Er stieß mit dem Fuß nach Ali, der neben ihm schlief.
Der Knabe rieb sich schlaftrunken Wangen und Augen.
»Was wünschest du, Herr?«
Mohammed senkte die Wimpern.
»Folge mir, Knabe. Ich habe Furcht... allein. Ich will, daß
etwas Lebendiges um mich sei.«
Einsam und schallend schritten sie durch die nächtlichen
Straßen Mekkas.
Der Mond warf ihre Schatten ihnen lang und spitz voraus.
Katzen kreuzten den Weg: aus schwarzen Winkeln wie im
Arnikarausche leise tanzend.
Hunde bellten brav: fern hinter Hürden.
Hyänen heulten vor den Toren.
Ein Hahn stand weiß auf einer Mauer.
Im Zickzack durchzogen sie die schweigsame Stadt.
Torbogen nahmen sie dunkel auf und entließen sie strahlend.
Wolken schwärzten wie mit Pinselstrichen den Mond.
Ruhig und unverwandelt schien ein Stern.
Sie eilten eine Palmenallee entlang. Ein Tor erschloß sich
ihnen.
Ali, der Knabe, bebte zurück.
Sie standen auf dem Begräbnisplatz von Mekka.
Mohammed schritt bis in die Mitte der Gräber. Die Gräber
öffneten sich. Unabsehbar bis ans Ende der Welt dehnten sich
die duldsamen Reihen der Toten im weißen Licht des Mondes. Die
Schädel schillerten Opalen. Skelett lag neben Skelett, in
dünnen Totenhemden; frierend.
Mohammed erhob seine Stimme. Wie ein erzener Stab zerschlug
sie die Einsamkeit.
»Ihr Toten, ich grüße euch! Ein Sterblicher segnet die
Gestorbenen! Ich rede zu den Lebenden wie in eine leere Wand.
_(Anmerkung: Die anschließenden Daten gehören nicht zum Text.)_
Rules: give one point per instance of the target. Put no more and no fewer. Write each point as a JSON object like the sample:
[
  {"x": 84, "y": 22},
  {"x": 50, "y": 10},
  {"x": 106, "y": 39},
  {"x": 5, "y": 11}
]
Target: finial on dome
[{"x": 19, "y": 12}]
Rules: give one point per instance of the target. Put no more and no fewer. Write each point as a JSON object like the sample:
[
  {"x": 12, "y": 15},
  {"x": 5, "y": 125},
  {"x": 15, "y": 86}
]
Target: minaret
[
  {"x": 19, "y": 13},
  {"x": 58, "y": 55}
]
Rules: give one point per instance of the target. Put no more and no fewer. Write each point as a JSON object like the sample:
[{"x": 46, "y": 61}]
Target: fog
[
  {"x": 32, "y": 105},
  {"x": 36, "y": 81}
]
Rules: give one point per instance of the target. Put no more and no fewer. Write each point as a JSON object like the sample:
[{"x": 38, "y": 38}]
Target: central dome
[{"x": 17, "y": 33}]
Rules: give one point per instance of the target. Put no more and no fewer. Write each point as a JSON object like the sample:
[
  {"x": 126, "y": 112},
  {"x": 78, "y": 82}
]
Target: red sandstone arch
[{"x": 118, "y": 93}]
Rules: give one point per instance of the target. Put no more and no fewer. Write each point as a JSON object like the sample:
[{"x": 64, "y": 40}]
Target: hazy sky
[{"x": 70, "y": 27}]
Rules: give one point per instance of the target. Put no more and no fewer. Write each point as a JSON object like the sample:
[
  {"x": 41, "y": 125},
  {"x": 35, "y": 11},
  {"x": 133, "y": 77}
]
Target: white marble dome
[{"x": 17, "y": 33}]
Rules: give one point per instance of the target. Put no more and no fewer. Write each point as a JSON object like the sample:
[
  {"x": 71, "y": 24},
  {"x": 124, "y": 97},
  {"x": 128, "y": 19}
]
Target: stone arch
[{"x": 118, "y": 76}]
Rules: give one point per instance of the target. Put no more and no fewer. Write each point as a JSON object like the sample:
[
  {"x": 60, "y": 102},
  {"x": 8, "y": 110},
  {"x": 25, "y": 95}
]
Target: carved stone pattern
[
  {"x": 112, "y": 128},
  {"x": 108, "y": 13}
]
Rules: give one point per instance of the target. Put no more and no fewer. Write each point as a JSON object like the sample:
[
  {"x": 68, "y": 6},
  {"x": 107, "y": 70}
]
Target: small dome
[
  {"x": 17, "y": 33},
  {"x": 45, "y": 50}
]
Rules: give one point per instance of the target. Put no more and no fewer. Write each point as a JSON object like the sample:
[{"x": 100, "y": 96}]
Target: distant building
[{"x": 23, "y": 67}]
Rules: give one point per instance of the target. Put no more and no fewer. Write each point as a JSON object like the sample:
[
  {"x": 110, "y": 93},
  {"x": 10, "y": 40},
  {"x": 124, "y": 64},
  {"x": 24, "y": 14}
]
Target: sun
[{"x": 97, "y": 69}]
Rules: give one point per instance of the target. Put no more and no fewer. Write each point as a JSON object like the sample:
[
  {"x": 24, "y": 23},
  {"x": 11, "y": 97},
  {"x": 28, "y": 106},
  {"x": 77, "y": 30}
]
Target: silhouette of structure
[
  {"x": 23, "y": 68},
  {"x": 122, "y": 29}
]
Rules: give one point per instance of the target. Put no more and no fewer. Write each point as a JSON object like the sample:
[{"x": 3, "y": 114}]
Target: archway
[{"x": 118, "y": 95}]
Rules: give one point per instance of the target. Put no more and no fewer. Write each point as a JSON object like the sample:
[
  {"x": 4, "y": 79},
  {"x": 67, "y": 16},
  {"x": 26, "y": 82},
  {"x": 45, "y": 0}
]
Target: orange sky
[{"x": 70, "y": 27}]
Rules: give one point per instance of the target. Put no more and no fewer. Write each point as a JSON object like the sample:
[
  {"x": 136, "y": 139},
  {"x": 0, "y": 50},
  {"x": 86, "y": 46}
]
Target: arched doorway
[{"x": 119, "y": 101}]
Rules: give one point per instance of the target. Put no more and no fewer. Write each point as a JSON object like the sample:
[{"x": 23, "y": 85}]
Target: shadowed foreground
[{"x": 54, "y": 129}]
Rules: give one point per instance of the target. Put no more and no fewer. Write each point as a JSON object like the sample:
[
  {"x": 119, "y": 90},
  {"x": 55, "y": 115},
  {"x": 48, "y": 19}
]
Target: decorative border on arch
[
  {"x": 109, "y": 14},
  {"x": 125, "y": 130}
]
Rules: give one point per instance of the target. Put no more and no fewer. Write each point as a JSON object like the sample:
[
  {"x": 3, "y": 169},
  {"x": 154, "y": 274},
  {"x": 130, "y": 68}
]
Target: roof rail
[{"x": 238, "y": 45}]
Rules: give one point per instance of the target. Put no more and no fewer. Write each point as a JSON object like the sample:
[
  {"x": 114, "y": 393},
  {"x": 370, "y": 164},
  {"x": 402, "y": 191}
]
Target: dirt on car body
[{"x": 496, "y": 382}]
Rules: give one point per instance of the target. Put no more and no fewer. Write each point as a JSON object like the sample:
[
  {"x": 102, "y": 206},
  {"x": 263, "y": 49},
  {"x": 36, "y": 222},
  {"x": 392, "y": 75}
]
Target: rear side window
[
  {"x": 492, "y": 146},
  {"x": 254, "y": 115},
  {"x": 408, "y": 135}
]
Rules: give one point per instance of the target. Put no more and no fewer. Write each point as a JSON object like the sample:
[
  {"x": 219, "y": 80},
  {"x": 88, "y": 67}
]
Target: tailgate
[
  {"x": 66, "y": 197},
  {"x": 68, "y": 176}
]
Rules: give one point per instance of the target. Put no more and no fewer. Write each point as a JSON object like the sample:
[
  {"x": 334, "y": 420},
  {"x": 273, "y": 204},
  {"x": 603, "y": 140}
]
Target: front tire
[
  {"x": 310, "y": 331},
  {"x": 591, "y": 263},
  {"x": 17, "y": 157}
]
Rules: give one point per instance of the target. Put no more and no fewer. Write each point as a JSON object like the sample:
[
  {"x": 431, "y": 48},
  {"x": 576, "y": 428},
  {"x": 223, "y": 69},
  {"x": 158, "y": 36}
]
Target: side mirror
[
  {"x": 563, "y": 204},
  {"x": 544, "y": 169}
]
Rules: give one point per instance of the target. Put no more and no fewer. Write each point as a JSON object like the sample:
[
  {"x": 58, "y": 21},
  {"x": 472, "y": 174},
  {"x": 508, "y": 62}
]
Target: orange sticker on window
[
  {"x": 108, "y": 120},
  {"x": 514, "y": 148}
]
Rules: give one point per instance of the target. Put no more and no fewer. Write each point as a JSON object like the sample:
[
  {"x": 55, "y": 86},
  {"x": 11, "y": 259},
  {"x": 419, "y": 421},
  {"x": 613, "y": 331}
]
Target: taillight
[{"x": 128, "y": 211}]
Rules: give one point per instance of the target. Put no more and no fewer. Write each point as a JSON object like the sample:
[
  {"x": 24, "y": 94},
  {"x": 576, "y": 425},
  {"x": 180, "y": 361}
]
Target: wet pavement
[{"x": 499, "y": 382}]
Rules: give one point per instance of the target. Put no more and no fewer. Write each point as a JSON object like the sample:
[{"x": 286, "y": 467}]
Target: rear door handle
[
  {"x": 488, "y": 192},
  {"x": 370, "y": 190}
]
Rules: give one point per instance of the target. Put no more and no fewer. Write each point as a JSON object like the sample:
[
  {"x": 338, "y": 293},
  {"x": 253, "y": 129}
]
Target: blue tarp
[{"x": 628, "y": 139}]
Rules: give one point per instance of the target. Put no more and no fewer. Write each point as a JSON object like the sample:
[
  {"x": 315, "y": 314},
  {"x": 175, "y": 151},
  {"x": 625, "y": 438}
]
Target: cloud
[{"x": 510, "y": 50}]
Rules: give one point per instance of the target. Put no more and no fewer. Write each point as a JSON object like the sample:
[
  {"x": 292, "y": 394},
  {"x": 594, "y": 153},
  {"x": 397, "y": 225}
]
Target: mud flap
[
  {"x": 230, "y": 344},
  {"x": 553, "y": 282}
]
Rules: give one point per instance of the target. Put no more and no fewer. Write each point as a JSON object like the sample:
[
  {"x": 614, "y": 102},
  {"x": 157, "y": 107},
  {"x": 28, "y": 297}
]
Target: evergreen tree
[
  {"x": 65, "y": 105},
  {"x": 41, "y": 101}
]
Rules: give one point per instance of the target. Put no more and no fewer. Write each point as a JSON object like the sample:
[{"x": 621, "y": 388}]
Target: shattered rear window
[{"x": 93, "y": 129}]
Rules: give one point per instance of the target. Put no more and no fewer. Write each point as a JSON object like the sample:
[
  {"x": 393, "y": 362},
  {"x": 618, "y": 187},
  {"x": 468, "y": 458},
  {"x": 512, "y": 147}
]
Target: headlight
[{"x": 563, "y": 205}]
Ihre Ohren sind mit Werg verstopft und ihre Lippen mit Leim
verkittet. So erhebe ich meine Stimme zu den Toten, daß sie
mich ihren Bruder nennen und begreifen. Ihr Toten, die ihr
seid unzählige wie Sand der Wüste, verachtet und verscheucht
nicht den, der elend zu euch flüchtet. Er ist geringer denn
der Geringste von euch. Er ist unwissender denn der
Unwissendste unter euch. O dürfte er nur eine Stunde einer der
euren sein: mit Weisheit und Tugend, wie mit Juwelen beladen,
kehrte er zurück in den Kreis der Lebenden, sie fabelhaft
unfehlbar zu bekehren ...«
Schweigsam lauschten die Reihen der Toten. Unabsehbar
dehnte sich Grab an Grab bis ans Ende der Welt. Die Schädel
schillerten opalen. Skelett lag neben Skelett, in dünnen
Totenhemden, im weißen Licht des Mondes unsagbar frierend.